Biologic Prior Authorization for Asthma: A Florida Patient Guide
Asthma biologics — Nucala, Fasenra, Dupixent, Tezspire, and Xolair — are among the most effective treatments for severe uncontrolled asthma. But before the first injection, almost every Florida patient encounters the same obstacle: prior authorization (PA). This guide explains what PA requires, what Florida law guarantees you, and how our clinic manages the process from start to finish.
- What Is Prior Authorization?
- Step Therapy Requirements in Florida
- Documentation Checklist
- Florida Insurer PA Requirements
- Your Rights Under Florida Law
- PA Timeline: What to Expect
- When PA Is Denied: The Appeal Process
- Manufacturer Assistance Programs
- How Advanced Asthma Clinic Helps
- Frequently Asked Questions
What Is Prior Authorization for Biologics?

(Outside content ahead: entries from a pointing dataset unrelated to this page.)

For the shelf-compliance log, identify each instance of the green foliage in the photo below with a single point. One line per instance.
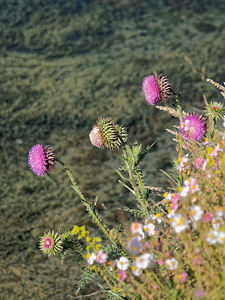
(87, 276)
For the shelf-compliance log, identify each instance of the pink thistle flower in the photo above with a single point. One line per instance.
(136, 228)
(160, 262)
(199, 162)
(101, 257)
(207, 217)
(175, 204)
(122, 275)
(50, 243)
(183, 277)
(41, 159)
(200, 293)
(156, 88)
(193, 127)
(96, 138)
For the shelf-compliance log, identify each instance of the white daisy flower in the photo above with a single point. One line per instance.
(196, 213)
(185, 191)
(149, 229)
(154, 218)
(221, 237)
(122, 263)
(135, 270)
(221, 212)
(212, 237)
(144, 261)
(217, 223)
(171, 263)
(179, 224)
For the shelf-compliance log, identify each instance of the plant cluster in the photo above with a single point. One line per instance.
(175, 247)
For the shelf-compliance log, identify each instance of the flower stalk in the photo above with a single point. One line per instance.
(85, 202)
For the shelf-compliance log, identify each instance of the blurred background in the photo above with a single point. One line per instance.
(63, 64)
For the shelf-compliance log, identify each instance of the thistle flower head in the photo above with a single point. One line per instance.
(50, 243)
(156, 88)
(215, 110)
(193, 126)
(107, 134)
(41, 159)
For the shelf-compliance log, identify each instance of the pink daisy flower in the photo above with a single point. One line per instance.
(156, 88)
(50, 243)
(101, 257)
(41, 159)
(193, 127)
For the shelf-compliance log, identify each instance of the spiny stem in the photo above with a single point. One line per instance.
(85, 202)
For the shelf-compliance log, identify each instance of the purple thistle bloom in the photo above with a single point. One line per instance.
(41, 159)
(193, 127)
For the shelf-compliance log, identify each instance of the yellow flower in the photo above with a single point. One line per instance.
(88, 239)
(98, 247)
(76, 229)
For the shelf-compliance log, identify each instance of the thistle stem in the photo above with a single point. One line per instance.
(133, 183)
(85, 202)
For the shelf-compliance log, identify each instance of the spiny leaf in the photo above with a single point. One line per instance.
(87, 276)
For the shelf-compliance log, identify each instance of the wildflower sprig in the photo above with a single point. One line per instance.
(132, 156)
(175, 250)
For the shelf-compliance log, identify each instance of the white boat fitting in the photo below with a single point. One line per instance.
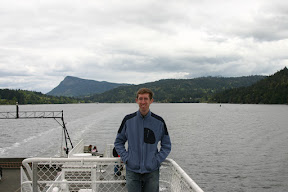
(82, 172)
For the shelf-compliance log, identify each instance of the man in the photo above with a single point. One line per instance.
(143, 130)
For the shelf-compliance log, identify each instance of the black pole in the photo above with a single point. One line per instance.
(17, 110)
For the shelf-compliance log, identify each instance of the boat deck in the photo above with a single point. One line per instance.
(10, 180)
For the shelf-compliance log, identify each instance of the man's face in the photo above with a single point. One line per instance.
(144, 102)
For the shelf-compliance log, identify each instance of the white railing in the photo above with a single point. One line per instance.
(94, 175)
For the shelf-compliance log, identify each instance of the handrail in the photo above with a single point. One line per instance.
(82, 160)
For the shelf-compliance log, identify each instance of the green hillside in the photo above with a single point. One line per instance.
(271, 90)
(77, 87)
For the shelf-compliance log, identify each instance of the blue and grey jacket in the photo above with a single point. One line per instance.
(143, 135)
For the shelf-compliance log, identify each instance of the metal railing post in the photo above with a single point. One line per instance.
(35, 176)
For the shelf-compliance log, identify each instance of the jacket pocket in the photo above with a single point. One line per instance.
(149, 136)
(151, 163)
(133, 161)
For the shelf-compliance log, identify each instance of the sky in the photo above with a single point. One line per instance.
(139, 41)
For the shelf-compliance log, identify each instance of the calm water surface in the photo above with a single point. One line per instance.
(228, 148)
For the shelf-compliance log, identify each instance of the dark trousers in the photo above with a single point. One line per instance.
(146, 182)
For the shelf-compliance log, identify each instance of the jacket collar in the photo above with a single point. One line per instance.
(146, 116)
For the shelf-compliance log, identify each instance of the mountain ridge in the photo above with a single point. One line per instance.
(77, 87)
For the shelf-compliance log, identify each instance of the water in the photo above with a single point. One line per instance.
(239, 148)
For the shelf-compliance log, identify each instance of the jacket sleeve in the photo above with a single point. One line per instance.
(165, 145)
(120, 142)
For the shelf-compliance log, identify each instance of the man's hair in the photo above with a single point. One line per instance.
(143, 91)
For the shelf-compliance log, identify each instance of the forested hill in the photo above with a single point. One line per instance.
(75, 87)
(177, 90)
(10, 97)
(271, 90)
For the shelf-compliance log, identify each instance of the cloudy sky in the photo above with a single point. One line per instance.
(138, 41)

Prior authorization is a formal approval process that insurers require before they will cover a high-cost specialty medication. Asthma biologics typically cost $15,000–$40,000 per year without insurance, which is why virtually every commercial insurer, Medicare Advantage plan, and Florida Medicaid plan requires PA before the first dose.
The insurer reviews clinical evidence to confirm that:
- The patient has a qualifying diagnosis (severe persistent asthma)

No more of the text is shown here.